Evaluation of the performance

Receiver operating characteristic (ROC) curves and three indices were used to evaluate image segmentation: Sørensen-Dice similarity coefficient (Dice or DSC), Jaccard index or intersection over union (IoU) and structural similarity index (SSIM). The DSC is a simple and useful summary measure of the spatial overlap between two segmentations, A and B target regions, that can measure the accuracy of an image segmentation task [69]; it is defined as

$$DSC\left(A,B\right)=\frac{2\left(A\cap B\right)}{A+B}$$
(1)

where \(\cap\) is the intersection [70]. Using the same terminology as DSC, IoU can be defined as

$$\mathrm{J}\left(\mathrm{A},\mathrm{B}\right)=\frac{\left|\mathrm{A}\cap \mathrm{B}\right|}{\left|\mathrm{A}\cup \mathrm{B}\right|}$$
(2)

where \(\cap\) is the intersection and \(\cup\) is the union.
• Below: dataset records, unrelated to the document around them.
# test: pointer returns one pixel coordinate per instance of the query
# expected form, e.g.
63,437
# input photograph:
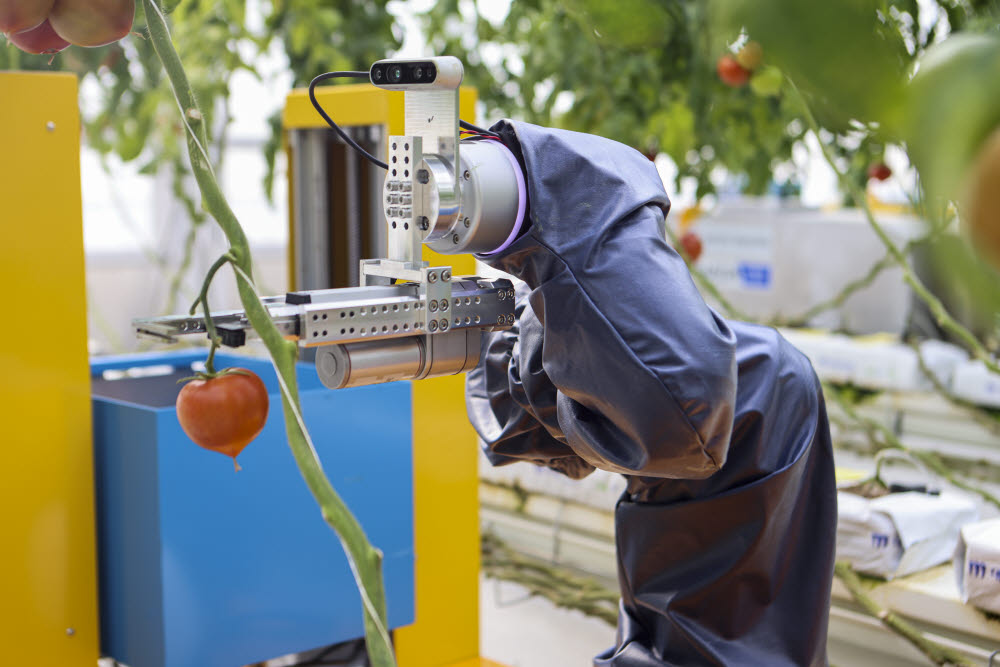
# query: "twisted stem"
364,559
The SSIM index calculates the similarity between two images in terms of three features: luminance, contrast and image structure [71]. SSIM is defined as

$$S\left(x,y\right)=f\left(l\left(x,y\right),c\left(x,y\right),s(x,y)\right)$$
(3)

where l, c and s correspond to luminance, contrast, and structure respectively. All three metrics have values between 0 and 1, higher values indicating better performance. Averages of DSC, IoU and SSIM are given.

ROC curves are another way to evaluate the performance of the predictions made by different techniques. We used ROC to visualise the true positive rate vs. the false positive rate of each technique`s predictions [72]. These plots show not only how good the prediction is (the closer to the (0,1) position in the top left corner, the better), but also how “conservative” (i.e. classifying as positive only with strong evidence) or “liberal” (i.e. classifying as positive even with weak evidence) each method is [72]. ROC curves are insensitive to class imbalance [72], which is a characteristic of our data set as most of the pixels are background and very few pixels are roots.

False positive rate (FPR) was defined as

$$FPR=\frac{FP}{FP+TN}$$
(4)

where FP are false positives, and TN are true negatives. In this study, this metric will reflect the error percentage of “soil only” images falsely classified as containing roots.

Finally, the predicted total root length was evaluated by skeletonising the masks using the scikit-image library [73] and the posterior sum of the pixels and multiplied by the pixel-mm relation, with each MR dataset having a different one (data not shown). Total root length was calculated on the mixed test set and on the unseen Cichorium intybus test set. The predictions of the best methods were compared with the original segmentation based on human-labelled roots, and R2 was calculated from the regression between the two variables.